Every new technology seems like magic from the vantage of previous technologies. And if anything, we’ve become spoiled by the sheer pace and magnitude of technological advance, particularly since the advent of digital technologies within the past few decades. From identifying real-time flu trends to auto-piloting cars on busy streets, the latest generation of innovation is tantalizing us with the prospect of knowing anything we want instantly, and even predicting the future.
The reality is less so, or at least riddled with caveats. Until we learn better how to overcome our 4-dimensional reality, the best that computers can do is to quickly digest huge amounts of information about the past and present.
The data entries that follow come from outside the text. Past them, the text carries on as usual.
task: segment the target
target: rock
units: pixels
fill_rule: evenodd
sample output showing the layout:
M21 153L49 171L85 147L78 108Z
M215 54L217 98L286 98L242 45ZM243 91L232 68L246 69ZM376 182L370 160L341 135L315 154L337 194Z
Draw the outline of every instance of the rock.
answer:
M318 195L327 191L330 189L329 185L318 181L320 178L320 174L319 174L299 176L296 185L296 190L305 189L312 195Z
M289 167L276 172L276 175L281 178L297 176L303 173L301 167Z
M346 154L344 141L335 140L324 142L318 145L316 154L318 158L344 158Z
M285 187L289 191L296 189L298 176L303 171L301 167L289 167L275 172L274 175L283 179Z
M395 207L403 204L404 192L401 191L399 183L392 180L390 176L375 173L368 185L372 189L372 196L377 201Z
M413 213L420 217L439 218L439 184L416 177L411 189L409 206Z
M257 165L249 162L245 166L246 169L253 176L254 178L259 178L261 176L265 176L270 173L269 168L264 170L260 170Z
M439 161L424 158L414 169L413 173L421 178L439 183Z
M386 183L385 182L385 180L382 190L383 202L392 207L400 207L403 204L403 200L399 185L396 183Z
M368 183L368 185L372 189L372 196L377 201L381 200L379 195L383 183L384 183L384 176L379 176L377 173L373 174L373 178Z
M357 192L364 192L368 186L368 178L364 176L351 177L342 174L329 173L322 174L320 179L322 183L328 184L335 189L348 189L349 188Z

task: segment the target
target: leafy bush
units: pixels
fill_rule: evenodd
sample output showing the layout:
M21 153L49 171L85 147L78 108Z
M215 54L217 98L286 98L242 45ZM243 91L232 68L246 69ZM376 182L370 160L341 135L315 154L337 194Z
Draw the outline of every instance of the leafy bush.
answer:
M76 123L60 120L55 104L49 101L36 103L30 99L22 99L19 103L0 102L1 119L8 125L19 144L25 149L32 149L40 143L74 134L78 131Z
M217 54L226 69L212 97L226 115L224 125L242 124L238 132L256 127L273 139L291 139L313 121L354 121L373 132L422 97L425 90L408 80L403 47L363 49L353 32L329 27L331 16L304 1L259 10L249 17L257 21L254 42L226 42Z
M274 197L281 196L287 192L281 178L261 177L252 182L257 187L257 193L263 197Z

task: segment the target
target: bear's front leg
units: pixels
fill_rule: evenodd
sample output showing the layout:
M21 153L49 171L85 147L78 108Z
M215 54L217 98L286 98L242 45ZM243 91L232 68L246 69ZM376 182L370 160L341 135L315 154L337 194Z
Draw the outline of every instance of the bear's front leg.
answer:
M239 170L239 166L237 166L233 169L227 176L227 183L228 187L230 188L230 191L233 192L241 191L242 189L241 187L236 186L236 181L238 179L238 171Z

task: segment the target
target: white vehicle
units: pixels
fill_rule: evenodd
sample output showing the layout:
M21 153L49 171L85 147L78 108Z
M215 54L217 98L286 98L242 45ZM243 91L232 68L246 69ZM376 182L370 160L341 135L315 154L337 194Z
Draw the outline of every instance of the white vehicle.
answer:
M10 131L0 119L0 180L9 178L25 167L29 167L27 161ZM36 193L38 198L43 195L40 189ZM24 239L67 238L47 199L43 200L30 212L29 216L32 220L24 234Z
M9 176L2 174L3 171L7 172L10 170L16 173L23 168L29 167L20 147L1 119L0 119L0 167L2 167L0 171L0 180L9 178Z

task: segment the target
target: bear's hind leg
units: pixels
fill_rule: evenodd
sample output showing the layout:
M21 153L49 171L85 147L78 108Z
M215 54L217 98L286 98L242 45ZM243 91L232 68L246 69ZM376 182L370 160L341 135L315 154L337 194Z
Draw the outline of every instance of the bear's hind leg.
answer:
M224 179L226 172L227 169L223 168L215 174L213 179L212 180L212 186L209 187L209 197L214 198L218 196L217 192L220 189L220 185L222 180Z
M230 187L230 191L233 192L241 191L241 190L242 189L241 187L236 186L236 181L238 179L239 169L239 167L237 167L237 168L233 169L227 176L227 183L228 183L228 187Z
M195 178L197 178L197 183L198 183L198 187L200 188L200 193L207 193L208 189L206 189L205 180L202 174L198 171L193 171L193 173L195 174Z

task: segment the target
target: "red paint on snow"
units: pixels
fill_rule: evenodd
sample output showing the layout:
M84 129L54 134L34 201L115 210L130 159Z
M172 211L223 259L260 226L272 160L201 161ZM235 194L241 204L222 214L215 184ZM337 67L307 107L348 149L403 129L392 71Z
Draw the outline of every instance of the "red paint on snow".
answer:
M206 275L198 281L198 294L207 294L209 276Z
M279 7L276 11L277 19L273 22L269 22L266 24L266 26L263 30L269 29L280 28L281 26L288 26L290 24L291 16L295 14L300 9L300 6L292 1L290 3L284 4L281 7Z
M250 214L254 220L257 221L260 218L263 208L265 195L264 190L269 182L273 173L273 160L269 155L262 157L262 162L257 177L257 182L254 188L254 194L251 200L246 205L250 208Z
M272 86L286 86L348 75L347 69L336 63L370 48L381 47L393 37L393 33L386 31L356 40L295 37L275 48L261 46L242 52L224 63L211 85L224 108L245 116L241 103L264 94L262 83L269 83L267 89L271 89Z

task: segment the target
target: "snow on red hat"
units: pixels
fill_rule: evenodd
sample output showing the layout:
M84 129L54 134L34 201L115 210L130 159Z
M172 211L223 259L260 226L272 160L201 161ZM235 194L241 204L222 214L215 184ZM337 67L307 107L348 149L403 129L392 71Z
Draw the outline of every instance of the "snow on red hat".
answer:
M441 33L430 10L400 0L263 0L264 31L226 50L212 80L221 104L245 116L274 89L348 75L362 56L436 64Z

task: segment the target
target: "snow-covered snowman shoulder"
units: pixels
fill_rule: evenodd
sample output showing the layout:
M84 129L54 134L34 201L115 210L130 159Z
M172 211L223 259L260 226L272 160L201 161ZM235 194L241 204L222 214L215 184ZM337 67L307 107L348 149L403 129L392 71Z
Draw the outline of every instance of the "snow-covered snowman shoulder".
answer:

Accurately surveilling the present and predicting the future is not so much a question of technological majesty as it is one of human ingenuity. More specifically, the challenge in data mining and predictive analytics is to accurately model the past and present, to paint a relevant picture using the most minimal data palette possible. From there, the challenge is to focus the analysis toward goal in a simple, efficient manner.
Anyone who’s worked in the information business will have observed that the answer to each question, far from closing the matter, seems to beget more questions. It’s easier to add more categories, more fields and conditions, to load the boat with every item we might conceivably need than to embrace efficiency. And yet that efficiency is what separates clear studies from ambiguous ones, reliable output from the not-so-much.
Occam's Razor was articulated to reduce the likelihood of error in attempting to explain a phenomenon, and while we no longer need to ferret out the causes behind the correlations we uncover, we still have to assure the ontological relevance of the questions we’re investigating. Put another way, our model of the reality we’re trying to observe and measure should correspond to the reality it seeks to represent, and should do so only in the aspects that are relevant to what we’re trying to know.
It’s an artful, creative process that requires analytic skill as well as strategic insight, not to mention a clear goal or question. Better tools can help overcome sparse dimensions and partial data, but no analysis can bridge a flawed model or ontology. Google Flu Trends, at least its first iteration, exemplifies the point. The data you’re modelling must be faithful to the reality it describes, and if that reality is shifting, the algorithm needs to be able to correct for that dynamic.